Suite aux sorciers d’Harry Potter et aux amateurs de sang frais de Twilight, nous étions impatients de savoir quel serait le prochain succès littéraire chez nos adolescents. Sans surprise, plusieurs auteurs s’y étant déjà essayé, il s’agit des anges. Hanna Reed, Française malgré son patronyme, revisite cette figure mythique dans le premier tome de sa saga No Angels in the Sky.

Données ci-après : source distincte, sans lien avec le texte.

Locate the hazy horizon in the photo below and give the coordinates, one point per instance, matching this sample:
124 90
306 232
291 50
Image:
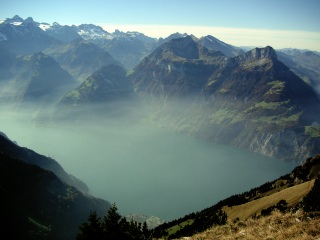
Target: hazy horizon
284 24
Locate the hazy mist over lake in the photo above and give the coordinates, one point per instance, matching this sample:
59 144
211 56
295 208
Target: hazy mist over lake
144 169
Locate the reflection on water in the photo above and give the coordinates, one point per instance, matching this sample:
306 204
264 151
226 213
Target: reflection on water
144 169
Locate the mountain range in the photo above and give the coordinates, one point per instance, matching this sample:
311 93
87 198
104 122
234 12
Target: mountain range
262 100
250 100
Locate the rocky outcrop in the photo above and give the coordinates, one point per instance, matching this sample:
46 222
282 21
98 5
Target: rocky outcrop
252 101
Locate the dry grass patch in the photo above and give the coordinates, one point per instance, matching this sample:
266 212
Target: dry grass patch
276 226
292 195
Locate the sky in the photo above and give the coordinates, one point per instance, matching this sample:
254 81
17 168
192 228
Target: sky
278 23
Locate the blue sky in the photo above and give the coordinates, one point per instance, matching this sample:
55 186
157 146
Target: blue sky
279 23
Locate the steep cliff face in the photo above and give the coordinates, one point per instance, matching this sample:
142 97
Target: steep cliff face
178 68
252 101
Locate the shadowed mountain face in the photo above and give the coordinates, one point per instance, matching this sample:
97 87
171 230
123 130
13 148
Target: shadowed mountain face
252 101
81 58
34 78
97 94
177 68
38 199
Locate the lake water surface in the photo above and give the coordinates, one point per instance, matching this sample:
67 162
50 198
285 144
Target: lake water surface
144 169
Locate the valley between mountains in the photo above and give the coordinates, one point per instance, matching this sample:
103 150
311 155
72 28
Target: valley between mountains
108 107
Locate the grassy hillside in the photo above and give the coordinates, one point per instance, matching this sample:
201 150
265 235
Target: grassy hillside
289 194
294 226
292 195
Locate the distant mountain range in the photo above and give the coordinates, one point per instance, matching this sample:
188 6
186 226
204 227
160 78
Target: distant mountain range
247 99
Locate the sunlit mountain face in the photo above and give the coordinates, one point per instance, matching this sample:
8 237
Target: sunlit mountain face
161 126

Dans l’intimité de sa chambre, une adolescente se drogue. Les images de sa débauche s’enchaînent : soirées, alcool, perte de conscience. Le monde dans lequel elle vit semble bien différent du nôtre. Il n’y a ni joie, ni amour. Pourtant, cette jeune femme a tout pour être heureuse. Le récit bascule le jour où Eleden, tel est son prénom, meurt d’une overdose. Cela aurait dû être la fin, mais chez Hanna Reed le décès de son héroïne n’est que le début de sa quête initiatique. Comme un point de bascule, le texte de la première partie se conclut sur une phrase déroutante, car la mort du héros n’est pas attendue aussi rapidement, « Elle ne sentait plus rien. Elle ne désirait plus rien. Elle avait enfin trouvé la paix. Le noir s’infiltra dans son esprit. Plus rien. » Avant de s’ouvrir à la page suivante sur « Et soudain, la lumière revint. »

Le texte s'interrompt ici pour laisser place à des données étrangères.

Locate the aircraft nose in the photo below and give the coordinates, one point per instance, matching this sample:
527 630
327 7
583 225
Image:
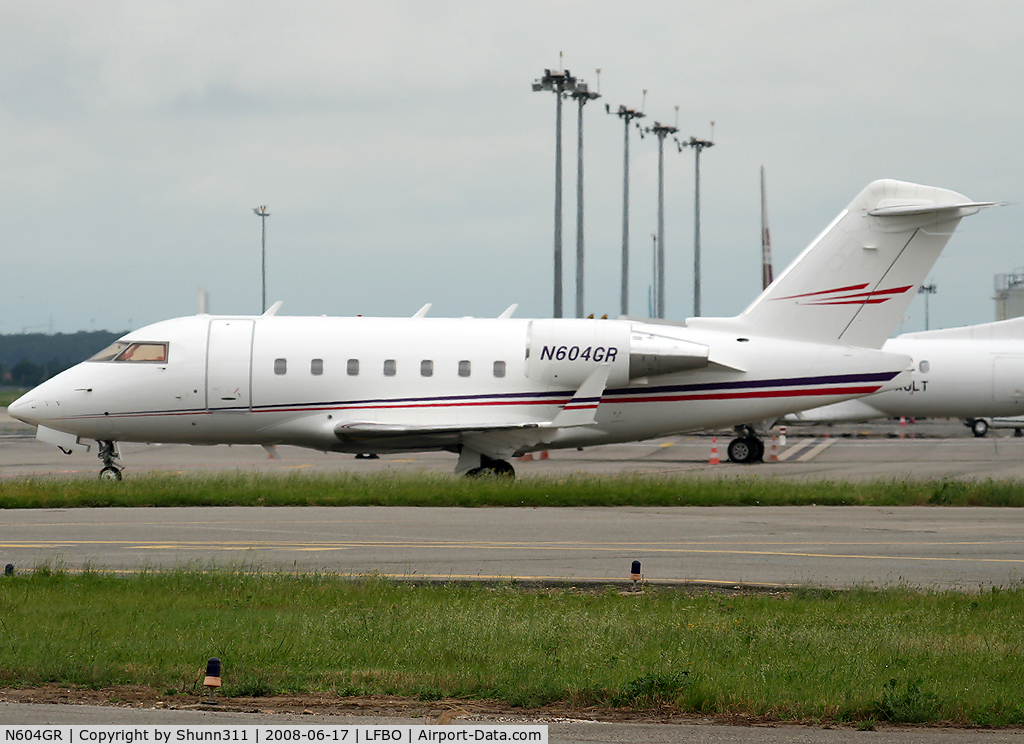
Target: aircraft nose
22 408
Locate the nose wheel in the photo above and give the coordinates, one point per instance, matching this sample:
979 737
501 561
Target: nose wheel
109 454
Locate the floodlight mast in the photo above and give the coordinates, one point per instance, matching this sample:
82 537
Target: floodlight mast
560 83
263 214
697 145
582 95
927 291
660 131
627 115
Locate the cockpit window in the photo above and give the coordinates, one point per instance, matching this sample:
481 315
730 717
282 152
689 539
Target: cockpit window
110 352
132 351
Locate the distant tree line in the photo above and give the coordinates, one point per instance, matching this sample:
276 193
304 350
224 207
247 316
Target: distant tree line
27 359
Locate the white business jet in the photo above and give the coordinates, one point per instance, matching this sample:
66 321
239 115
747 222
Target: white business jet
488 390
974 373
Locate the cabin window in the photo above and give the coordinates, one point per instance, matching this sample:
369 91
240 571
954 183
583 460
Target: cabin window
133 351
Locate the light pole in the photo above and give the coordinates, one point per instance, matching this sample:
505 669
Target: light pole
263 214
660 131
627 115
561 84
583 94
927 291
697 145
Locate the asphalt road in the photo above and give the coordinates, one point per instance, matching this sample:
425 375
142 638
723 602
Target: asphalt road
770 546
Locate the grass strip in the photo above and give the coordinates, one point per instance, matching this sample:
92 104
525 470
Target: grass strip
438 490
863 655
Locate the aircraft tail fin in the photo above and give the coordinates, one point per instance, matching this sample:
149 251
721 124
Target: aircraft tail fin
853 283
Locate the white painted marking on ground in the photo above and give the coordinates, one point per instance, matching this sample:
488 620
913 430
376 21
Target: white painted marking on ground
816 450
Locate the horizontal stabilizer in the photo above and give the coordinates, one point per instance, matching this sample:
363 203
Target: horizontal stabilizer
898 210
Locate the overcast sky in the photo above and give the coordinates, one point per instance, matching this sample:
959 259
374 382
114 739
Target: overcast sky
404 159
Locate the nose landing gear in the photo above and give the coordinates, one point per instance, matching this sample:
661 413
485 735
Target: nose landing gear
109 454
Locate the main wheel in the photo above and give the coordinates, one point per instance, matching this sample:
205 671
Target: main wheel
492 468
504 469
739 450
110 473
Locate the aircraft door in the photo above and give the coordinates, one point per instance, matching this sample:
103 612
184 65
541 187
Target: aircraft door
228 364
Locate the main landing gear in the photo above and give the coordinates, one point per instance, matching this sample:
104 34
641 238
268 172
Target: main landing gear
109 453
748 447
492 467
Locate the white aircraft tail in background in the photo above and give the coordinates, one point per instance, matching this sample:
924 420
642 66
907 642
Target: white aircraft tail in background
492 389
975 373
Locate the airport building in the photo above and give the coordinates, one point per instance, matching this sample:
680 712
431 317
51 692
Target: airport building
1010 295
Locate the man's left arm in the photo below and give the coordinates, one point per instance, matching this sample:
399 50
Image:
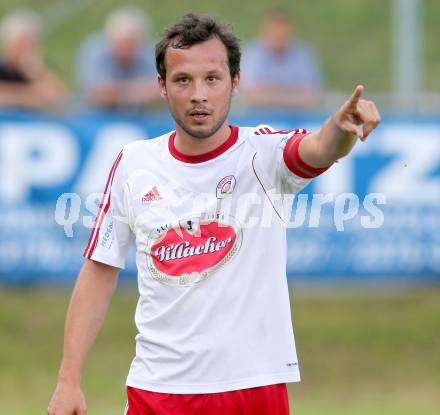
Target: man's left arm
356 118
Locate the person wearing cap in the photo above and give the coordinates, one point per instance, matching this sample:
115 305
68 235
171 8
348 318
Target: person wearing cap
115 69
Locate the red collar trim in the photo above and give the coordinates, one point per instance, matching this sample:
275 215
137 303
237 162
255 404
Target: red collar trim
200 158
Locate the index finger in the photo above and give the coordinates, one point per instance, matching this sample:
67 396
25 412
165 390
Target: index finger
352 102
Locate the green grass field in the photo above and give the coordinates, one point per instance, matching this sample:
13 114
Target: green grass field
353 37
361 352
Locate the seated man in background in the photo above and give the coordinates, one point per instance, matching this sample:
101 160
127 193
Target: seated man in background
115 70
25 80
280 70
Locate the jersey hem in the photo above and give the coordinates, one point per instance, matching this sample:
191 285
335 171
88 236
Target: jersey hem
215 387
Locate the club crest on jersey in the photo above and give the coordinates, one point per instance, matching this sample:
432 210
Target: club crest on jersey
190 250
225 187
152 195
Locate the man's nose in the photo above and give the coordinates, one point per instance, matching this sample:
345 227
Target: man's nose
199 92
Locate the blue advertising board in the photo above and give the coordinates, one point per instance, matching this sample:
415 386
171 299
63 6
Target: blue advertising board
374 214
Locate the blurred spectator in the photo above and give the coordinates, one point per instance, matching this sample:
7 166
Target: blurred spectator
25 80
116 69
278 69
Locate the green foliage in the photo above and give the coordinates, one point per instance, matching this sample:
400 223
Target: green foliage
360 353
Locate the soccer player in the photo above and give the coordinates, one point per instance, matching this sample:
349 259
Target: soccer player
215 332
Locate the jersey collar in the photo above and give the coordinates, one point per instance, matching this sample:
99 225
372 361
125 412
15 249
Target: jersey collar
200 158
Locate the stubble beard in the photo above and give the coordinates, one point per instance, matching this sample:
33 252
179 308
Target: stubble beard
201 135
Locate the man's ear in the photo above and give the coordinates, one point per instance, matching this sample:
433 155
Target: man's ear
235 84
162 87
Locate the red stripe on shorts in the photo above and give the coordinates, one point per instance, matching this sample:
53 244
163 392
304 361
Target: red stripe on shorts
262 400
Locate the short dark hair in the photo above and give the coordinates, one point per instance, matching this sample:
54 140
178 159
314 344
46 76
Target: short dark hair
192 29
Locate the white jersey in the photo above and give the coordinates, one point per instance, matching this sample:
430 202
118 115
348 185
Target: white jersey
213 313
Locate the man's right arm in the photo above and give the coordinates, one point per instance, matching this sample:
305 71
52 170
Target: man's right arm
88 306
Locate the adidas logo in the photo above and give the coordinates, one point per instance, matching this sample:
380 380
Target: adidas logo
152 196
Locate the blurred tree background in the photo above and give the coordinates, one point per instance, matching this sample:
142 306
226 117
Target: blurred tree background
352 37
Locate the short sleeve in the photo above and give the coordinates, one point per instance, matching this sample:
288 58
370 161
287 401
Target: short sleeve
279 157
111 236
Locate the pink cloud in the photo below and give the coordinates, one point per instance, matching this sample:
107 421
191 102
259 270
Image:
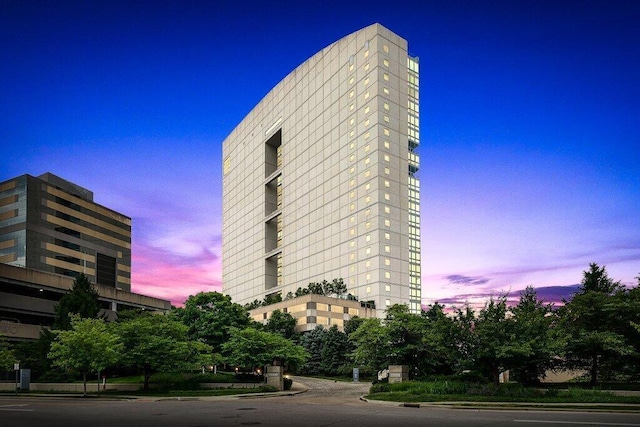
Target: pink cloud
162 274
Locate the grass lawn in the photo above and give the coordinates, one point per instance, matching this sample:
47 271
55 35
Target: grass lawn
458 391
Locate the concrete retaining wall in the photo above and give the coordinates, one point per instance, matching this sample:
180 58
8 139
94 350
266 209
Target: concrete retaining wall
92 387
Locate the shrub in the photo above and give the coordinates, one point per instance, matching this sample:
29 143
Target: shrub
380 388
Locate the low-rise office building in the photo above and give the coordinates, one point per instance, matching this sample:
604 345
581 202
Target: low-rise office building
313 310
28 298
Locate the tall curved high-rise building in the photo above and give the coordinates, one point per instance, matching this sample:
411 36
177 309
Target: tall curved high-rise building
319 178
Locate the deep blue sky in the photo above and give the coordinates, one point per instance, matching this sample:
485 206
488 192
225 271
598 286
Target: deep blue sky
530 125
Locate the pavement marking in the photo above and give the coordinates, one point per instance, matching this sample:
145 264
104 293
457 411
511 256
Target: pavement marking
12 408
591 423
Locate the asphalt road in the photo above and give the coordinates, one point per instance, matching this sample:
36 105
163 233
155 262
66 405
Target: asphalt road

            Après un début de récit assez pauvre, la complainte de la riche adolescente en proie à un malaise chronique ayant du mal à attendrir le lecteur, la suite du roman semble enfin se lancer dans une véritable histoire. « Je ne comprenais pas ce qui m’arrivait. Etais-je au Paradis ? Je ne pensais pas l’avoir mérité. Tout était blanc sans être idyllique. C’est donc ça le jardin d’Eden, je suis déçue. » Pourtant, les (trop) longues interrogations d’Eleden lassent et poussent à survoler les pages pour arriver plus rapidement à l’intrigue. Où interviennent les autres personnages principaux : Jazz, Memphis et Lukade. La réunion de ces quatre jeunes adultes permet à l’histoire d’avancer : Où sont-ils ? Qu’attend-on d’eux ?

Difficile de répondre à ces questions, le premier tome de No Angels in the Sky maintenant le suspens afin de justifier la suite de la trilogie (Xo Editions, éditeur de la saga, a en effet annoncé deux romans pour faire suite à ce premier opus). Les premières pistes évoquées dans le récit font état d’une « zone de transit »,  assimilable au purgatoire même si Hanna Reed ne prononce jamais ce terme, et du rôle des héros qui seraient « des anges noirs ». Sans être des démons, ils ont pour but de faire subir les pires tourments aux humains. Pourtant, cette situation ne semble pas leur convenir, à l’image de Memphis qui s’interroge fréquemment sur leur condition : « Et si nous étions menés en bateau ? Pourquoi doit-on punir des innocents ? Cela ne tient pas… Il faut enquêter. »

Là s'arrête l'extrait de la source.